Ask: Has anyone on HN deleted their Facebook account? - 20andup
Has anyone on HN deleted their Facebook account?  What was your reason?
======
LinuxBender
I deleted my facebook account shortly after being talked into creating it.
Why?

1) I started to lose respect for my friends, after watching their drama on FB.
TMI.

2) I was being bombarded with small games that were clearly carved out of
psychological tests for the purpose of gleaning data about me. Facebook do not
have my authorization for obtaining, storing or sharing psychological
profiles, whether or not their fine print says so.

3) I've visited their campus and it is creepy, right out of some dystopian
novel. This topic is far too complicated to explain here. I'm sure folks must
have written books about this by now.

------
Borating
Yes. And you should do the same and tell your social graph why.

Read "Get your loved ones off Facebook." [1] and the list of links from
Stallman webiste [2]

[1]
[http://www.salimvirani.com/facebook/](http://www.salimvirani.com/facebook/)

[2] [https://stallman.org/facebook.html](https://stallman.org/facebook.html) |
[https://stallman.org/facebook2.html](https://stallman.org/facebook2.html)

------
dudul
I deleted mine a while ago, maybe 6 or 7 years. I never found it useful. I
never felt the need to upload/share anything so my wall was pretty empty, and
most of what was shared by people in my network was kind of stupid.

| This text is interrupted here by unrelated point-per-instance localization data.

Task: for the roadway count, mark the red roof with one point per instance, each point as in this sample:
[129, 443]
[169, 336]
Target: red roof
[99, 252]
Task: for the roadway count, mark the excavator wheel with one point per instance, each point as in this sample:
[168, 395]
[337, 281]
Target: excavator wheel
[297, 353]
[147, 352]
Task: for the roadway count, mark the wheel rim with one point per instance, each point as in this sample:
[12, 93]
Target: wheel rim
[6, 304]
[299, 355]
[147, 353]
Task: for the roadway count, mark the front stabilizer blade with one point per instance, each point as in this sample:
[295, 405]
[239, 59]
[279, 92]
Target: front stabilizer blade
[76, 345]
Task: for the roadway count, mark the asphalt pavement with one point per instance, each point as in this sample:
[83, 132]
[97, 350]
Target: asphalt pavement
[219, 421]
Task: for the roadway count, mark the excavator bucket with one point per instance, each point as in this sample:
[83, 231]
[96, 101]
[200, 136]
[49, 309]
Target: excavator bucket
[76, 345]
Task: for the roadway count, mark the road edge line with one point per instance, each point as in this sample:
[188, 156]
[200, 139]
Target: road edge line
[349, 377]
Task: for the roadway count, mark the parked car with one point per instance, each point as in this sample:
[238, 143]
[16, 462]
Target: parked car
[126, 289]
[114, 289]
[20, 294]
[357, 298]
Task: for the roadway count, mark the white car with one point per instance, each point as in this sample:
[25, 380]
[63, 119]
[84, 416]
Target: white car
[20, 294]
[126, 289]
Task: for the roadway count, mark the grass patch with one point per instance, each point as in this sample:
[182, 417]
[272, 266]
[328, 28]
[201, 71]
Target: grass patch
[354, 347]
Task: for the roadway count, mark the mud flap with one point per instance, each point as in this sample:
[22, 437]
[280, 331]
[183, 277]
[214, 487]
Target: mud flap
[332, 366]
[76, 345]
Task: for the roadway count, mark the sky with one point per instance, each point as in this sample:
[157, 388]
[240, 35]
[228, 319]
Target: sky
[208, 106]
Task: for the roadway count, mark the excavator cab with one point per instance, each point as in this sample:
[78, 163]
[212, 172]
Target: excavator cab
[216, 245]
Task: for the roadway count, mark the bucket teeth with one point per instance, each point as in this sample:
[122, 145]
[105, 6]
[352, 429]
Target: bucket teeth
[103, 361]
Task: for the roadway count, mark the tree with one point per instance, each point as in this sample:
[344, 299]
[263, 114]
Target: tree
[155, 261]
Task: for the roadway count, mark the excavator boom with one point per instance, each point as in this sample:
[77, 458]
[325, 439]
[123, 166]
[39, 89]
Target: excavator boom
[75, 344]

I also didn't like their practices as a company, and didn't want to be part of
it.

------
angersock
Years ago, because while I was maybe okay with them having my information I
realized that they would always be using me by proxy to violate the privacy of
my friends and acquaintances.

So, I left. I occasionally miss parties--no big deal.

------
Turing_Machine
I'd love to, but it's the only thing that most of my older family members use,
or have any interest in using (trust me, I've tried to get them to switch).

I really, really wanted to like G+, but...

------
jebernier
Years ago, sick of seeing everyone else's vacation photos and how great their
lives are. ;-)